New AI Framework Can Translate Multimodal Inputs, Including Video, To Natural Language

An AI model that can understand real-world situations and communicate with humans in natural language is the holy grail of Artificial Intelligence. Building such agents would require the development of multimodal systems that can understand audio-visual input.

With the introduction of large-scale benchmarks for interpreting audiovisual information and translating the received input into natural language, the timelines towards a general intelligence AI are shortening.

Recently, researchers from Facebook, Columbia University, and Georgia Tech University have developed VX2TEXT to convert semantic signals from video, text, or audio to a common semantic language humans can understand.

VX2TEXT is a framework for generating text from multimodal inputs such as videos, speech and audio. Humans can understand context based on inputs from two different modes. For example, visual and text. However, machines cannot.

The new approach enables language models to directly interpret multimodal data and opens up the possibility of multimodal fusion; combining signals from different multimodal features (text, audio, video) to enhance classification.

Multimodal learning includes all the inputs in the learning process. 

What Is VX2TEXT?

To perform well on benchmarks, an AI model must be able to:

  • Extract features from each modality
  • Combine different inputs (audio, video, or text) to address the query at hand
  • Present the result in a text format comprehensible to humans.

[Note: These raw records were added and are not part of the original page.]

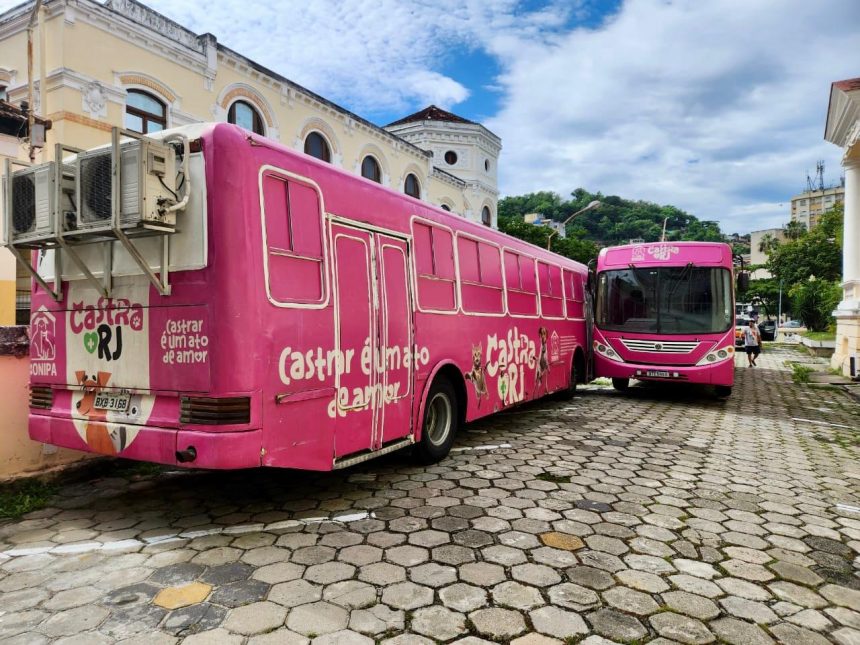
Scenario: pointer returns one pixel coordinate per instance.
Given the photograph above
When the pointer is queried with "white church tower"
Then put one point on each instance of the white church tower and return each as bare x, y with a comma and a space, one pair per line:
462, 148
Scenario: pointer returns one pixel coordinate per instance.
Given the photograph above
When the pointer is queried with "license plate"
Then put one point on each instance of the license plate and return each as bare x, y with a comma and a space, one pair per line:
112, 401
657, 373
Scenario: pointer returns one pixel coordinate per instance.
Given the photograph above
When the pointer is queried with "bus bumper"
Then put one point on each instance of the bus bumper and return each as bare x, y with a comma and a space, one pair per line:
722, 373
218, 450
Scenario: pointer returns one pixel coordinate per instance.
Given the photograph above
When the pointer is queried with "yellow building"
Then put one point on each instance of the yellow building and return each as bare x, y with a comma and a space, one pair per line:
122, 64
808, 207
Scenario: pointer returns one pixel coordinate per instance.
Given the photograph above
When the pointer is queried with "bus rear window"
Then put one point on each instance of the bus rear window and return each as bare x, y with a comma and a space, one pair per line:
520, 282
480, 276
434, 266
551, 302
294, 253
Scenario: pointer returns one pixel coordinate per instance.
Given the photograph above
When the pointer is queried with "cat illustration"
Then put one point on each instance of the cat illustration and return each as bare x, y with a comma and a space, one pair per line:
477, 374
542, 374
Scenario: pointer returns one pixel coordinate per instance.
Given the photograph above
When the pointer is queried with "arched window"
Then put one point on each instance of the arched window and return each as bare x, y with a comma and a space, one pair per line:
317, 146
412, 186
486, 216
246, 116
144, 113
370, 169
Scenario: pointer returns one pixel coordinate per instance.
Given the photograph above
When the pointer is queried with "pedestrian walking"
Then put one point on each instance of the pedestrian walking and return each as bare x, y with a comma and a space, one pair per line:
752, 343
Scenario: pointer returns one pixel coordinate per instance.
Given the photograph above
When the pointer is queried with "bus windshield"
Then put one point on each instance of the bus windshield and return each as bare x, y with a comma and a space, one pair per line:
665, 300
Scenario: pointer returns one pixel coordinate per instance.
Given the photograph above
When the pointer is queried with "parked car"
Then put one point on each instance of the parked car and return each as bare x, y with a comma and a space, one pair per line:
741, 323
767, 329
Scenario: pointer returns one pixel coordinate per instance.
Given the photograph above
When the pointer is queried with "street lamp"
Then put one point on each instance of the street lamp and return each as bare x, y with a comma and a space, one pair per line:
590, 207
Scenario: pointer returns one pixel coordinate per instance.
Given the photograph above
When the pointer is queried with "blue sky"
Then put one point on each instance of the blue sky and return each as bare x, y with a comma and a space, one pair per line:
717, 107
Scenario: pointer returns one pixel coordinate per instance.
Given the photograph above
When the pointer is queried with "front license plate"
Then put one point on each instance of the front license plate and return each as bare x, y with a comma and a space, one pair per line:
111, 401
657, 373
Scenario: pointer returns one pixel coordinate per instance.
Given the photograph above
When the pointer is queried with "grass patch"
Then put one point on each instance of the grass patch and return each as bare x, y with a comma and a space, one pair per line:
800, 373
22, 497
555, 479
820, 335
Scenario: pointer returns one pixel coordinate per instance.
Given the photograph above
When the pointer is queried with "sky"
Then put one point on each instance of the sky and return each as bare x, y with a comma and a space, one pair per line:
716, 106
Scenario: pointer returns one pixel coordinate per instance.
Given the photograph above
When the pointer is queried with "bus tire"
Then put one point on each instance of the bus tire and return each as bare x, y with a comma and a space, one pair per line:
621, 384
440, 423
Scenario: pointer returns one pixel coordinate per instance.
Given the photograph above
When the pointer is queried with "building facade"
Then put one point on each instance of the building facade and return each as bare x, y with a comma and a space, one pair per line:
843, 130
809, 206
122, 64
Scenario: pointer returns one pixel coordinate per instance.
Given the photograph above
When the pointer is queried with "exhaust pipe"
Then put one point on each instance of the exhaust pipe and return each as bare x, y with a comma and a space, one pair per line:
186, 456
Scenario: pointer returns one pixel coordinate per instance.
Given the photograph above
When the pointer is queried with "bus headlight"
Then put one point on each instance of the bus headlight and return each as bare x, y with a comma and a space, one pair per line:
607, 352
718, 356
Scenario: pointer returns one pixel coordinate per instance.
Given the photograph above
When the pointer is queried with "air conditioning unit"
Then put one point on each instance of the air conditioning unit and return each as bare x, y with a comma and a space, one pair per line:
37, 204
147, 187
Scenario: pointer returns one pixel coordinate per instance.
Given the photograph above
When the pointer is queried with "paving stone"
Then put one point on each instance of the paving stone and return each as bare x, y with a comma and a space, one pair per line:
590, 577
842, 596
516, 595
182, 596
748, 609
242, 592
616, 626
191, 620
630, 601
463, 597
738, 632
377, 619
681, 628
438, 623
691, 605
811, 619
642, 580
407, 595
72, 621
317, 618
794, 635
498, 624
573, 597
558, 622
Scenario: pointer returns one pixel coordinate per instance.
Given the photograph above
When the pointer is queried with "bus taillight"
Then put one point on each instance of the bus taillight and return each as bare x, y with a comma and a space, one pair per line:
204, 410
41, 397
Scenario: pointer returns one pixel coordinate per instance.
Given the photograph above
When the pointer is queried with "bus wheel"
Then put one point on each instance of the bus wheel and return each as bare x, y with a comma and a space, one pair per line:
621, 384
439, 426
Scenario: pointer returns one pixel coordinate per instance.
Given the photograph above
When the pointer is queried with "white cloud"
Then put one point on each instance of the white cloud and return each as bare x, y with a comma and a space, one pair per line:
715, 107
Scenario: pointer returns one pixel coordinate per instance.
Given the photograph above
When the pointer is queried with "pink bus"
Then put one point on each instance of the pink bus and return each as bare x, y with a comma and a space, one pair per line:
665, 312
306, 318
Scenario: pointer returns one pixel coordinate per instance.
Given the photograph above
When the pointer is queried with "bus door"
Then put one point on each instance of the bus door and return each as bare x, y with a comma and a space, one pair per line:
373, 315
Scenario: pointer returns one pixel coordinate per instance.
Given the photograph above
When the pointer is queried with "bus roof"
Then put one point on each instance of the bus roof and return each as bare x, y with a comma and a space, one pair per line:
666, 254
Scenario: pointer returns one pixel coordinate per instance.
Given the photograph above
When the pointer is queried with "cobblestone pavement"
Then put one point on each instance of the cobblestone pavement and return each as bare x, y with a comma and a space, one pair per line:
661, 515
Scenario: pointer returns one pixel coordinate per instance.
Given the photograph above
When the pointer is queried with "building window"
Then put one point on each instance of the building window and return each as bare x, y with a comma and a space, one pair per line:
370, 169
317, 146
245, 116
412, 187
486, 217
144, 113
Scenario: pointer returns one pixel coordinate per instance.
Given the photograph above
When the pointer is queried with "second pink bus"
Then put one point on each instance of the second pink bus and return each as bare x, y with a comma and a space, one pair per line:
665, 312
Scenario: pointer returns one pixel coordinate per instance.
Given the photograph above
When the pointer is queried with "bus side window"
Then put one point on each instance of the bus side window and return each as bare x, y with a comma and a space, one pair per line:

The proposed VX2TEXT model accomplishes the listed objectives in a unified and end-to-end trainable framework using modality-specific classifiers. 

The approach takes the textual labels of the top classes predicted by classifiers pretrained on existing datasets and translates them into word embedding using a pre-trained language model.

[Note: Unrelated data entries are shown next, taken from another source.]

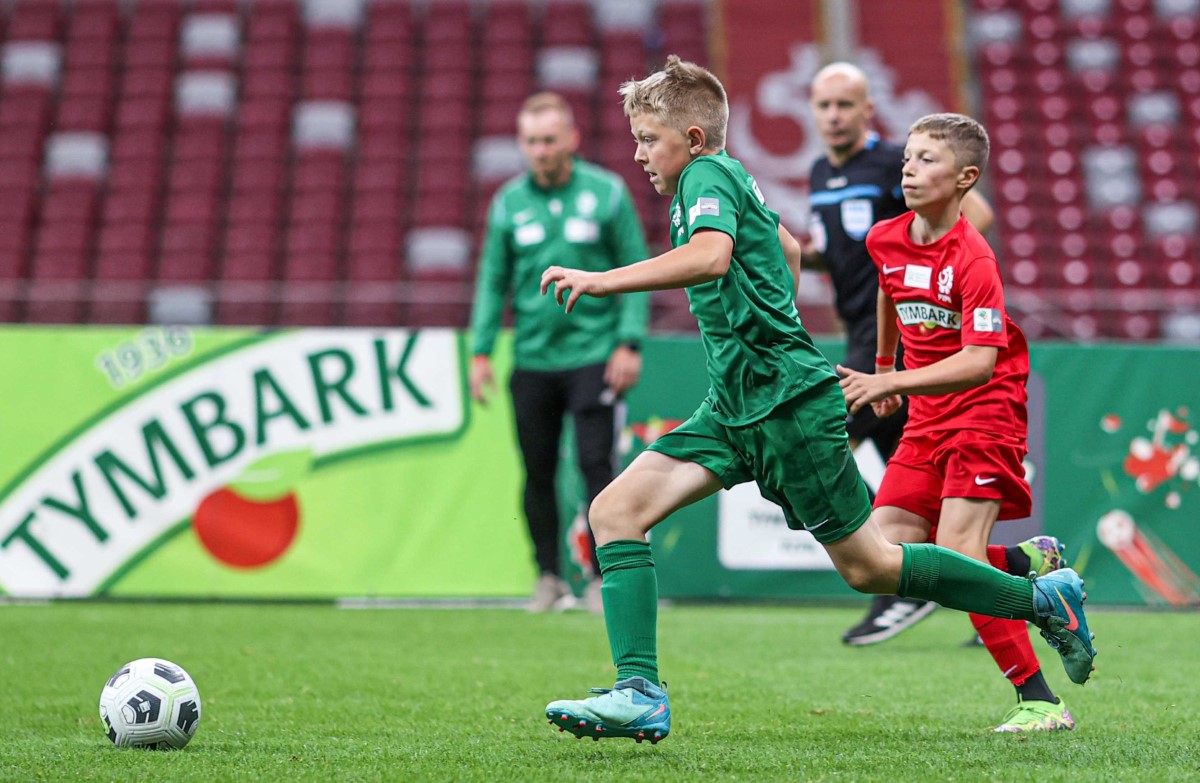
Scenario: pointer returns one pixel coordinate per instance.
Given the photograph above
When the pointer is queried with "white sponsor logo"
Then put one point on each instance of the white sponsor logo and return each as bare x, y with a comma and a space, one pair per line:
988, 320
586, 203
580, 231
753, 535
918, 276
857, 217
913, 314
529, 234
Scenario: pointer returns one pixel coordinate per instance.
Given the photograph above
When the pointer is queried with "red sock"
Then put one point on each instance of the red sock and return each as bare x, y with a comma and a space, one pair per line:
1008, 641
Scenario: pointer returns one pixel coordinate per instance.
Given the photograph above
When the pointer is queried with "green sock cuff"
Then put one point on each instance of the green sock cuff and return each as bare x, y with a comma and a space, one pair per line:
918, 571
624, 554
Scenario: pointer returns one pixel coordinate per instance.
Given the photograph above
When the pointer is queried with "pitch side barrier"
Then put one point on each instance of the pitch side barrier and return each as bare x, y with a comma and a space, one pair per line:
349, 464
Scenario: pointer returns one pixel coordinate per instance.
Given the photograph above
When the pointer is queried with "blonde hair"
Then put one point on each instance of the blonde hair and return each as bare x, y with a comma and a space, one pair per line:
540, 102
681, 95
965, 137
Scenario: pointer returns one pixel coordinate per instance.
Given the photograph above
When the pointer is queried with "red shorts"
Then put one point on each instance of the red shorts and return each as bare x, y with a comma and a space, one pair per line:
928, 468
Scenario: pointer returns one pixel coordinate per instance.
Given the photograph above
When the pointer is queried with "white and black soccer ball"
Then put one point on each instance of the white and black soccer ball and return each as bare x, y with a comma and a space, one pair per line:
150, 703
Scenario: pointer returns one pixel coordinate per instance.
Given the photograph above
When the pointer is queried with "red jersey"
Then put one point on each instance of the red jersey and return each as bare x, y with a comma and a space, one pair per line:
948, 294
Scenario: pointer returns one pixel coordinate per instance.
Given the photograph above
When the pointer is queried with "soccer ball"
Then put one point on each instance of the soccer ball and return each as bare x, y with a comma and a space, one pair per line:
150, 703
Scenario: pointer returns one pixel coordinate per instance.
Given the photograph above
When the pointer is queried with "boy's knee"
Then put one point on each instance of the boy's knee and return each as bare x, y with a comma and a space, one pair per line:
604, 513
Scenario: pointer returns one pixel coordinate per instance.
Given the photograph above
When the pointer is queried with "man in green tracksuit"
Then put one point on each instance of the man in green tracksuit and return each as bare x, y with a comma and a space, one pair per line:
563, 210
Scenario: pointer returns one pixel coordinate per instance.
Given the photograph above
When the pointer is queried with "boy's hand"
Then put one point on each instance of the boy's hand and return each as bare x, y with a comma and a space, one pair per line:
483, 380
577, 281
861, 388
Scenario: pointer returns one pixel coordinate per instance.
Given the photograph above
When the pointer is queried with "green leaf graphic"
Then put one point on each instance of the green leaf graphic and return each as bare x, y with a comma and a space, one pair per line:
274, 476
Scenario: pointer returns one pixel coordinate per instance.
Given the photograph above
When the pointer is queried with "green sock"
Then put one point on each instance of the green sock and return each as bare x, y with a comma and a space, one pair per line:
957, 581
630, 592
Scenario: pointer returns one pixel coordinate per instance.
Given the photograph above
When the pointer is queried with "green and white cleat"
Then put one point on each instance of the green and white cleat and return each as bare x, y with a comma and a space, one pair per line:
1045, 554
633, 707
1037, 716
1059, 604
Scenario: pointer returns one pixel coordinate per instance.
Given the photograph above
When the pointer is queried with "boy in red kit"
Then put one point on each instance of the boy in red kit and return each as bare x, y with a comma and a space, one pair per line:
959, 465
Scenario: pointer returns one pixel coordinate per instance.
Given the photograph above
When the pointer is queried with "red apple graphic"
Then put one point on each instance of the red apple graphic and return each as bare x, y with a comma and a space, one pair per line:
255, 519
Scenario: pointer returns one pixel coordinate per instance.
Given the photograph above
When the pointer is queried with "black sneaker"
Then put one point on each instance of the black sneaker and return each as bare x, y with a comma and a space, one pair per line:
888, 616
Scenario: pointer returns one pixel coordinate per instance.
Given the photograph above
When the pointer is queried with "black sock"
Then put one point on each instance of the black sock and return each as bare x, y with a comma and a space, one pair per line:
1036, 689
1018, 561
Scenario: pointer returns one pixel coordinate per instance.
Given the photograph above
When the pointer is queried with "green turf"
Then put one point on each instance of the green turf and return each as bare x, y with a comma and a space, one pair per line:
763, 693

What this model can achieve is significant because it carries multimodal fusion through language encoders such as Google’s T5, a neural network model that can convert language problems into a text-to-text format. Unlike other models, the V2XTEXT approach achieves multimodal fusion without cross-modal network modules. This makes the design simpler and improves performance.

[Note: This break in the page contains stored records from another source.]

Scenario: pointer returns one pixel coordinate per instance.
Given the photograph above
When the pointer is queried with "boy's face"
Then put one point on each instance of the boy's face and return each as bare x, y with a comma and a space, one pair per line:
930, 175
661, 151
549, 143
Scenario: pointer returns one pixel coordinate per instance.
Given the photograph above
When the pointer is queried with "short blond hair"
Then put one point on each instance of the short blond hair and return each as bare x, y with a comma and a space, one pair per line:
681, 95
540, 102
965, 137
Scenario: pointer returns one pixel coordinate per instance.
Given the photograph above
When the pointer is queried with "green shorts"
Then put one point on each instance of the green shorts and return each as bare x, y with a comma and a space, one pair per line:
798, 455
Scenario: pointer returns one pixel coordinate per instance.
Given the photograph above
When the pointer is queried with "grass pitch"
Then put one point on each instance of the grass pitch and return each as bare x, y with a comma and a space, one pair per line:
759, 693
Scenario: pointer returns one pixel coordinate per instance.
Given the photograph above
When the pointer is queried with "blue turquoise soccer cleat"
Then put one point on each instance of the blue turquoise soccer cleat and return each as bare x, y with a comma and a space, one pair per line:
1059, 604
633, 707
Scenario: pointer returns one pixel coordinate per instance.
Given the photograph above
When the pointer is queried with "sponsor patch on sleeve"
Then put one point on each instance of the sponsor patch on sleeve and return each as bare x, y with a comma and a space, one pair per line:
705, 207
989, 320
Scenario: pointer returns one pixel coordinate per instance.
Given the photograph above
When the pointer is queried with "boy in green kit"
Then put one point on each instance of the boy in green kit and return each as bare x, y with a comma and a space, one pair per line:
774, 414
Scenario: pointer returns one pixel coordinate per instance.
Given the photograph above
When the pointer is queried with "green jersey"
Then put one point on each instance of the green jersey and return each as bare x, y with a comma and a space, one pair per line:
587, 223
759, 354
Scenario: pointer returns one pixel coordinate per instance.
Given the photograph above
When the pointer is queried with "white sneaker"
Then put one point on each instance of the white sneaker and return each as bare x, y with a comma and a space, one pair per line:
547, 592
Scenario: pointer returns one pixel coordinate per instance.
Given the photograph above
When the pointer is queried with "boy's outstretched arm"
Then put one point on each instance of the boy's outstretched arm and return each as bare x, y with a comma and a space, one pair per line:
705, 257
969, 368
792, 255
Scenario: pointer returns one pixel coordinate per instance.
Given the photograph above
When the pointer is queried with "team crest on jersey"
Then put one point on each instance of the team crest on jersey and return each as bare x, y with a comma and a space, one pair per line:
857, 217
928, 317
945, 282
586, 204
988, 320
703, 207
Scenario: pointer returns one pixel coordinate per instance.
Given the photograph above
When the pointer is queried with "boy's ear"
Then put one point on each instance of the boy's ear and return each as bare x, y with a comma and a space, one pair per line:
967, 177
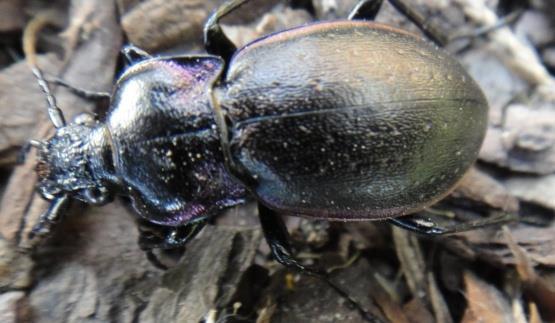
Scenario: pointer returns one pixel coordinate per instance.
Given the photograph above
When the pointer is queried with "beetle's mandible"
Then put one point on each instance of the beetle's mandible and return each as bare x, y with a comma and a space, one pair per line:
343, 120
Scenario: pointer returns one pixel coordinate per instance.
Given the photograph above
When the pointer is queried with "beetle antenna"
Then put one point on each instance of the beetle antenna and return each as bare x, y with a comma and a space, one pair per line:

To present the result in text comprehensible for humans, the model employs a generative text decoder which transforms the multimodal features by encoding it to text. While other multimodal-based models work on encoder-only architectures, V2XTEXT uses an open-ended sentence generation approach. Apart from the encoder, it uses a text decoder that tackles ‘video+x to text’ problems such as generating questions, answering them and captioning. All these tasks are carried out by the same architecture, eliminating any requirement for specialised network heads for each task.

Credit: VX2TEXT


The model was evaluated by studying the effect of individual modalities on video-based text generation performance. This evaluation was done by training and testing the model with different combinations of inputs.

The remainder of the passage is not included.